(Mykolaiv) C’est l’agitation des jours de première au théâtre d’art dramatique de Mykolaïv, en Ukraine : on y a rejoué jeudi pour la première fois depuis le début de la guerre, dans un abri souterrain, pour échapper aux bombes qui touchent la ville quotidiennement.

Accueillant les spectateurs, faisant visiter les locaux et s’assurant des derniers détails techniques, le directeur artistique Artiom Svytsoun, 41 ans, est au four et au moulin. C’est lui qui a oeuvré pour que rouvre le théâtre.

Grâce à un fonds d’aide européen, son équipe a eu deux mois pour transformer un abri, situé quatre mètres sous le sol, en une petite salle de 35 places aux murs blancs irréguliers recouverts d’une fresque rappelant le théâtre antique.

« Nous avons besoin de ce lieu pour combattre nous aussi sur le front culturel », raconte-t-il sur la minuscule scène, capable d’accueillir seulement une poignée d’acteurs et un décor minimaliste.
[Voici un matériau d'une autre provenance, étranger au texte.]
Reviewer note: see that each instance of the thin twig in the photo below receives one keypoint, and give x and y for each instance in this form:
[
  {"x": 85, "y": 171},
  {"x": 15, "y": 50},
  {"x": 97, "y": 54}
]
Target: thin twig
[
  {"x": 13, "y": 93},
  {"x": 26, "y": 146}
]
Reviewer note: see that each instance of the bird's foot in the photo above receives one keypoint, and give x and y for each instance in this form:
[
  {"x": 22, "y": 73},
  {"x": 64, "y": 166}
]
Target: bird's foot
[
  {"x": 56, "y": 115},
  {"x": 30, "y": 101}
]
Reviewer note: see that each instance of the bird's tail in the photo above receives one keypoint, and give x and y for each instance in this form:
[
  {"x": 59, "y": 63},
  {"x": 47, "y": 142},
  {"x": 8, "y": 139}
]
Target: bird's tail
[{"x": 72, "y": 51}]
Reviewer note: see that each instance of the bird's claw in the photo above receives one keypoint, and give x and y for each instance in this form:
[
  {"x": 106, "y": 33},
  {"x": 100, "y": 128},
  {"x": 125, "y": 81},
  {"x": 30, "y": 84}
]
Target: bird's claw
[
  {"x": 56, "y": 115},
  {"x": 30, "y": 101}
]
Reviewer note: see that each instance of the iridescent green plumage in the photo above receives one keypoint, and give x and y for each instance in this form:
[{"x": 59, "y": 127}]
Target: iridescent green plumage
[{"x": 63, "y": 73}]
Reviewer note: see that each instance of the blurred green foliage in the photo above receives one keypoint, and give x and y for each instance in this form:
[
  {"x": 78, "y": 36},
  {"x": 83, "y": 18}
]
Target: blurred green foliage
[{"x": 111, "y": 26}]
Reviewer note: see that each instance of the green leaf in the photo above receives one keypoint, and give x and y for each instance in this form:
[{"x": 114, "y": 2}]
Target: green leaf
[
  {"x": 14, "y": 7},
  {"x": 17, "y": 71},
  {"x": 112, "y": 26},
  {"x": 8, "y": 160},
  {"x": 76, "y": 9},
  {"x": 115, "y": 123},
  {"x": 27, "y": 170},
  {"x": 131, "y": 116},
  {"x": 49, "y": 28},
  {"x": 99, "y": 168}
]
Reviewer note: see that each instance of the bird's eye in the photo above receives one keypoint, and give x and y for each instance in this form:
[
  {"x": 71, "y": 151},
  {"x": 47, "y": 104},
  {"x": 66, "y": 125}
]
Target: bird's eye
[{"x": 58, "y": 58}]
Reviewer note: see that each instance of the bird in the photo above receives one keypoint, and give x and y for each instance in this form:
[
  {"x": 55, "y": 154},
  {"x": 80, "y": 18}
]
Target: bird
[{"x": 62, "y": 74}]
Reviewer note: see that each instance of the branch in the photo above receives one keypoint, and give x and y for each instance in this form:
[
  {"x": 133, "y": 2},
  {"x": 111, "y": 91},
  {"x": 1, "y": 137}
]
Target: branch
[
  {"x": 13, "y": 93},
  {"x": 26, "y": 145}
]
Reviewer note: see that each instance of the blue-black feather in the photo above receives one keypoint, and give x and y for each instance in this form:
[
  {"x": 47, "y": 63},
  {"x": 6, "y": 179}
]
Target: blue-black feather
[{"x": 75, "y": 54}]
« C’est une forme de"thérapie par l’art" pour les gens qui sont restés à Mykolaïv et ont besoin d’attention ».  

Port stratégique du sud de l’Ukraine, Mykolaïv, une ville qui comptait 500 000 habitants avant l’invasion russe lancée le 24 février, porte les cicatrices des bombardements qui la frappent presque quotidiennement depuis six mois.

À 300 mètres de l’élégant bâtiment néo-classique qui abrite le théâtre, se dresse la carcasse de béton tordu de l’administration régionale, foudroyée le 29 mars par un missile qui a tué 37 personnes.

Selon la mairie, Mykolaïv n’a connu que 25 jours de calme depuis le 24 février, ce qui a fait dire au président Volodymyr Zelensky qu’elle est avec Kharkiv (nord) et les cités du Donbass (est) « la plus bombardée d’Ukraine » alors que la ligne de front s’étend à une vingtaine de kilomètres seulement.

Les destructions ne touchent pas que des cibles militaires : trois universités ont été récemment touchées par des bombardements et, selon les autorités régionales, 123 institutions culturelles ont été détruites dans la région depuis que les combats ont commencé.

« Être un soutien »

L’ancien théâtre dramatique russe de Mykolaïv – son nom officiel jusqu’à la guerre – s’appelle désormais le théâtre d’art dramatique de Mykolaïv.

Dans la minuscule loge aux murs recouverts de photos d’acteurs soviétiques, ukrainiens et holywoodiens, l’actrice Kateryna Tchernolitchenko, 43 ans, reçoit les dernières touches de maquillage dans la bonne humeur.

« Je suis très heureuse de retrouver notre scène, notre maison, et je pense qu’il est important que l’art puisse être un soutien pour les gens », lance l’actrice, qui s’est comme les autres portée volontaire pour cette première.

Sa collègue Marina Vassyleva, qui s’apprête à enfiler une robe de mariée, complète avec emphase : « Les acteurs, dans ces circonstances, sont les médecins de l’âme humaine ».

« Je vois ma mission et le sens de ma vie en ce moment. On a besoin de moi ici, à Mykolaïv », poursuit-elle.

Depuis le début de la guerre, trois acteurs ont rejoint l’armée et 20 % de la troupe s’est réfugié ailleurs en Ukraine ou à l’étranger, une proportion finalement modeste dans une ville qui s’est vidée de plus de la moitié de sa population, selon les chiffres de la mairie.

La troupe joue habituellement dans une salle de 450 places et les pièces ont été adaptées pour la « scène dans l’abri », comme elle est appelée. Mais en dépit de la guerre, il n’est pas question de jouer uniquement des œuvres patriotiques.

Après un levée de rideau rendant hommage à l’Ukraine, la première de la nouvelle saison, tirée d’un auteur national contemporain,  est une pièce absurde traitant des « réalisations de nos désirs », explique Artiom Svytsoun.

Dès la semaine prochaine, le théâtre d’art dramatique de Mykolaïv continuera avec deux séances par jour, du jeudi au dimanche, au plus grand bonheur d’Olga Kroutchok.  

« J’espère revenir tous les week-ends. Le théâtre apporte des émotions aux gens en ces temps de guerre, et cela nous rend la vie plus facile », glisse cette spectatrice de 55 ans.

Oleksandre Skotnikov, un autre spectateur de 42 ans, abonde : « Quand nous sommes sous les bombes, comme maintenant, le théâtre donne un grand sourire et inspire les gens à continuer à vivre ».